Steve Smith has compiled a list of emblem holders in the section using past Newsletters. It may be incomplete. If so, inform Jerry Haven if you have been left off. Also include the approximate date.

Upcoming scheduled trips:

July 21-23 White Mtn. Clifton/Stewart
Sept 1-3 Inyo Fracisco/Ward
Sept 22-23 Stirling/Hayford Stockton/Forbes
Sept 29-30 Glass/Patterson Jones/Lynch
Oct 13-15 South Guardian Angel Lipsohn/Hubbard
Oct 27-28 Dubois/Montgomery/Boundary Smith/Ward.

NEWS

DESERT RACING FOUND EXPENSIVE

The Bureau of Land Management is asking some $7,000 in damages from the El Cajon Motorcycle Club, which conducted an unauthorized motorcycle race in the Yuha Desert in December. In January the cyclists promised BLM they would rehabilitate the eight miles of track cut into the desert's delicate ecosystem. Then in April the motorcycle club changed its mind, and notified state BLM Director J. R. Penny that they weren't going to go through with the cleanup after all. Penny demanded the cyclists' $1,120 race receipts plus $5,843 in "resource damages sustained." The cyclists have until late this month to reply. Further races on public desert are banned until the club pays its fine.

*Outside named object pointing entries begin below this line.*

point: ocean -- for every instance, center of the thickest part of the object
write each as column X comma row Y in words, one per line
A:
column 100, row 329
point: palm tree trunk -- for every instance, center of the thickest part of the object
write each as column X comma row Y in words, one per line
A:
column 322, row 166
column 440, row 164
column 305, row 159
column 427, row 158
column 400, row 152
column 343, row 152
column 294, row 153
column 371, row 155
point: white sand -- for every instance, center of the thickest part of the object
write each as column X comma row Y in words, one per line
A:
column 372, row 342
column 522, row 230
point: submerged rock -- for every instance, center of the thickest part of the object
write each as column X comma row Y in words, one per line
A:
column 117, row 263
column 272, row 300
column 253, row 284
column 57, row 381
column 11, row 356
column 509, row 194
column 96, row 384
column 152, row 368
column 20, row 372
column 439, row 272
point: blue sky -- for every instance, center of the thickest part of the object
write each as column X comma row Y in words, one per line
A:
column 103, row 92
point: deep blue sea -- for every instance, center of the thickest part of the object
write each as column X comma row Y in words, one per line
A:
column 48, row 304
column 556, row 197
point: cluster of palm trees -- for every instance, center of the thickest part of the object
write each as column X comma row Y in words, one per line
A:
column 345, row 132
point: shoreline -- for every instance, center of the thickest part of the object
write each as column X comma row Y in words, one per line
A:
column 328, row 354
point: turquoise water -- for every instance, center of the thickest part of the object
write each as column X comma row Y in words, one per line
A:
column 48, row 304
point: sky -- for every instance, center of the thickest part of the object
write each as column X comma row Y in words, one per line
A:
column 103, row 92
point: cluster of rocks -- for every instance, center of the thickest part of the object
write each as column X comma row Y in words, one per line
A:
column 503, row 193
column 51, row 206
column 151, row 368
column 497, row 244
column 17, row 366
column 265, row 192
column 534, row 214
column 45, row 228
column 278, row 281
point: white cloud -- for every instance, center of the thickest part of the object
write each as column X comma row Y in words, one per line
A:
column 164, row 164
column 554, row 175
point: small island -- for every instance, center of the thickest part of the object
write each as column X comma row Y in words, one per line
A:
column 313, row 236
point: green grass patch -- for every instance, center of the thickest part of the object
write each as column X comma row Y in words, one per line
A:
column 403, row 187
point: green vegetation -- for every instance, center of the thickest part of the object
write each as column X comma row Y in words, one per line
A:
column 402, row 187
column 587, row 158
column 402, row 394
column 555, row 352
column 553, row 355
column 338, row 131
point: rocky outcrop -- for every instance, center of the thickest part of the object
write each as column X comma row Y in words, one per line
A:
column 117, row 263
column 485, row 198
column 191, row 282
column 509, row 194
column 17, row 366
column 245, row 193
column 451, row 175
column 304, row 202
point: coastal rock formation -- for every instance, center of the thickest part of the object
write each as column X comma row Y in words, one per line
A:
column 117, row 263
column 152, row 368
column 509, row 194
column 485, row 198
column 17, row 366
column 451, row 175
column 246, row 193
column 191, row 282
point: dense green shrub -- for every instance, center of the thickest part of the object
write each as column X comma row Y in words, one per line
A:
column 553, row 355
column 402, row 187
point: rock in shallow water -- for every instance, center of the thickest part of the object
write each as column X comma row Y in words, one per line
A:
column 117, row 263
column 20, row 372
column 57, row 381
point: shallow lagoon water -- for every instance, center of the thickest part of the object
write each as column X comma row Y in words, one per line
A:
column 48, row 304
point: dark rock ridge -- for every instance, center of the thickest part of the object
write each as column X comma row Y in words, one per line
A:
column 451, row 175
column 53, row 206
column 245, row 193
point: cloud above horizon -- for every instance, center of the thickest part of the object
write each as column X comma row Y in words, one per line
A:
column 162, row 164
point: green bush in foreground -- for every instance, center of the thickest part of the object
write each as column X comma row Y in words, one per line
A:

COALITION BACKS RAINBOW BRIDGE DECISION

In Denver, a coalition of 13 national environmental organizations including the Sierra Club joined in filing an amicus curiae (friends of the court) statement with the U.S. Court of Appeals, backing a lower court decision to limit the water level of Lake Powell Reservoir to protect Rainbow Bridge National Monument in Utah. "The environmental movement is united in support of Judge Ritter's decision," said Sierra Club spokesman June Viavant. "Rainbow Bridge was guaranteed protection in 1956 by the Colorado River Storage Project Act. In backing the court decision, we're saying that the 1956 commitment must be enforced. The integrity of our entire national park system against reservoirs and other destructive projects is at stake here."

However,

SETBACK IN RAINBOW BRIDGE CASE - Appeals Court Grants Stay

By a vote of 2-1, a three-man panel of the US. Circuit Court of Appeals in Denver has granted a stay of execution of Judge Willis Ritter's order, which has caused the level of Lake Powerll to be lowered during the past two months.

Attorneys for the government had argued that so much water has been let out of Lake Powell already that the maximum height the reservoir could reach this year is no higher than the previous maximum of 3,266 feet, elevation.